Consider the following local search approximation algorithm for the unweighted max cut problem: start with an arbitrary partition of the vertices of the given graph $G = (V,E) $, and as long as you can move 1 or 2 vertices from one side of the partition to the other, or switch between 2 vertices on opposite sides of the partition, in a way that improves the cut, do so.
I know that this algorithm is a 2-approximation algorithm. I want to prove that this approximation is tight. That is, the algorithm is not an $\alpha$-approximation algorithm for any $\alpha < 2$ .

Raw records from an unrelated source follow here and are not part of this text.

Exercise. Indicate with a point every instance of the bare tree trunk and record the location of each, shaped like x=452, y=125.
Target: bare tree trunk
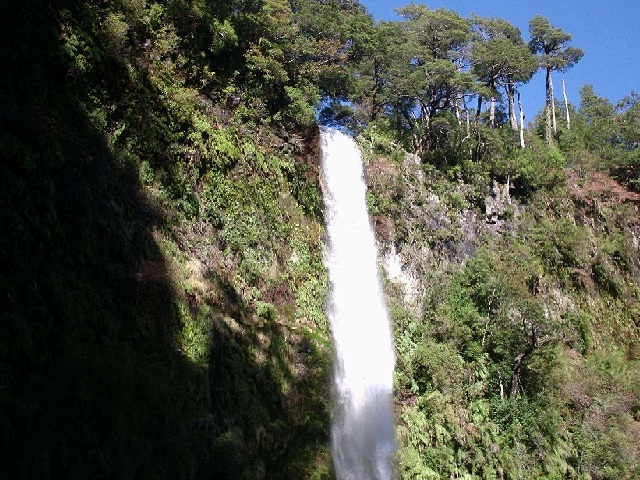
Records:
x=521, y=121
x=512, y=108
x=566, y=104
x=547, y=111
x=553, y=107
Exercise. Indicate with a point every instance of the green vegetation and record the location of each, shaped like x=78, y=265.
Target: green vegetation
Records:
x=162, y=235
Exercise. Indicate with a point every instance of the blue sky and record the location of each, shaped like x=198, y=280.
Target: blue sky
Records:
x=607, y=30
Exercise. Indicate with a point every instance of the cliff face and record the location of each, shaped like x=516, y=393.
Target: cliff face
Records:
x=162, y=280
x=522, y=316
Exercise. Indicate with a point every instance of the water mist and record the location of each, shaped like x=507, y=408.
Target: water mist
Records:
x=362, y=430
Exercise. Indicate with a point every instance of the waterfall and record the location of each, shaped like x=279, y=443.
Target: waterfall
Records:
x=362, y=430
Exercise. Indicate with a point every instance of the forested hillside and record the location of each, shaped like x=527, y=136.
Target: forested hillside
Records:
x=161, y=246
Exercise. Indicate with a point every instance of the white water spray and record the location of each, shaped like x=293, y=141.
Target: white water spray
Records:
x=362, y=430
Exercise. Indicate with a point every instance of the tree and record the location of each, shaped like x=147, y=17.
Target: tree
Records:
x=500, y=57
x=551, y=44
x=435, y=46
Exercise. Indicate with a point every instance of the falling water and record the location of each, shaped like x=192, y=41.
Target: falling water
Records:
x=362, y=431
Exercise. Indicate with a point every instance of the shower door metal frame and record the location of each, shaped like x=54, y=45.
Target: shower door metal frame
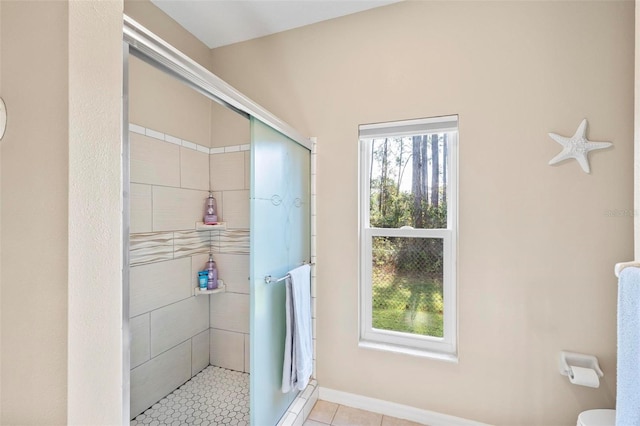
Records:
x=145, y=45
x=150, y=48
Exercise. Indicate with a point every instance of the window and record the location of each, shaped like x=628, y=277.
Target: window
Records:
x=408, y=221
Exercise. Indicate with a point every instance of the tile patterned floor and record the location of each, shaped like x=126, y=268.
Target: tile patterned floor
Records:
x=215, y=396
x=327, y=413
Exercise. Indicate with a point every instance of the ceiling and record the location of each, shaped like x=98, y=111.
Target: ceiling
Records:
x=221, y=22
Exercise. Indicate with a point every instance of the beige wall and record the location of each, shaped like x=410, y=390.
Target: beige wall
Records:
x=34, y=212
x=536, y=245
x=147, y=14
x=95, y=346
x=61, y=239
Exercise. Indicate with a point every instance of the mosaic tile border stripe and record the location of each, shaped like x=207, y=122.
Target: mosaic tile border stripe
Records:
x=135, y=128
x=159, y=246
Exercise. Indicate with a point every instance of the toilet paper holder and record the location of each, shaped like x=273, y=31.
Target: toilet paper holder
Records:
x=572, y=359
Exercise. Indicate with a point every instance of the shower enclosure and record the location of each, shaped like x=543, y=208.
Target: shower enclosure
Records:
x=181, y=145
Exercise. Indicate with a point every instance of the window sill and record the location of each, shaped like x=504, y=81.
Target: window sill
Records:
x=421, y=353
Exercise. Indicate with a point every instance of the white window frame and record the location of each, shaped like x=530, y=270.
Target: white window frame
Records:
x=444, y=348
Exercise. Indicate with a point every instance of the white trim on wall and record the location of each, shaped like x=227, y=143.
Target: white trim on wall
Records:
x=392, y=409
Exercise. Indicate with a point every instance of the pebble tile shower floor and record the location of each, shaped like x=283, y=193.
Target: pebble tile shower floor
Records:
x=215, y=396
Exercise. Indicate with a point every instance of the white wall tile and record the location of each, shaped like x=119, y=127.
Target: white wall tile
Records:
x=154, y=134
x=158, y=284
x=227, y=349
x=177, y=209
x=194, y=169
x=236, y=209
x=155, y=379
x=154, y=162
x=139, y=329
x=230, y=311
x=200, y=349
x=198, y=263
x=227, y=171
x=136, y=129
x=140, y=208
x=190, y=145
x=233, y=269
x=178, y=322
x=247, y=352
x=173, y=140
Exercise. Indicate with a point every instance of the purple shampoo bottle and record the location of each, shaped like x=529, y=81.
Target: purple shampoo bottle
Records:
x=212, y=281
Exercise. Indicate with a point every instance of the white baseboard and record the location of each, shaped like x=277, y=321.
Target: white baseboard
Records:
x=392, y=409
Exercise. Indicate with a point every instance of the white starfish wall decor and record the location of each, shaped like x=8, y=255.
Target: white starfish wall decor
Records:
x=577, y=146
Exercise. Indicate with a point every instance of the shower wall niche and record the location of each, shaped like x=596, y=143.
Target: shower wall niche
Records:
x=182, y=145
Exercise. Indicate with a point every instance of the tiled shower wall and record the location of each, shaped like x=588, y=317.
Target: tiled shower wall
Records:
x=171, y=335
x=172, y=169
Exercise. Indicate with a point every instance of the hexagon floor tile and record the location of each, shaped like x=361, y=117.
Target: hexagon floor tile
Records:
x=216, y=396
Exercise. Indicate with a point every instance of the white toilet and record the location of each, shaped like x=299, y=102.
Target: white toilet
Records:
x=597, y=418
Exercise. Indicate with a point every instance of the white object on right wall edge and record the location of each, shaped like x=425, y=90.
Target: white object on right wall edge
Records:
x=577, y=146
x=3, y=118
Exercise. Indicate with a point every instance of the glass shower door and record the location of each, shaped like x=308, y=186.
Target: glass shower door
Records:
x=280, y=241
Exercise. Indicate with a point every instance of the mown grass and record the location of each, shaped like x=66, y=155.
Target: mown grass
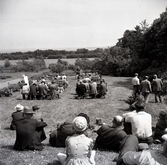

I found an example for the tightness of the "regular" local search approximation algorithm of max-cut, where at each iteration, you can move only 1 vertex from one side of the partition to the other, and can't switch between two vertices on opposite sides. The example is of the complete bipartite graph $ K_{2n,2n} $. If the initial cut includes $n$ vertices from each side of the graph in each side of the partition, the cut will include half of the edges, while the optimal cut will include all of them. The "regular" algorithm will not be able to improve the cut from this initial position.
However, this example doesn't work for the algorithm described on top, because we can improve the cut by switching between two vertices from opposite sides of the partition.
Can someone please describe an example or a give clue for an example that can prove that the approximation is tight? Thanks.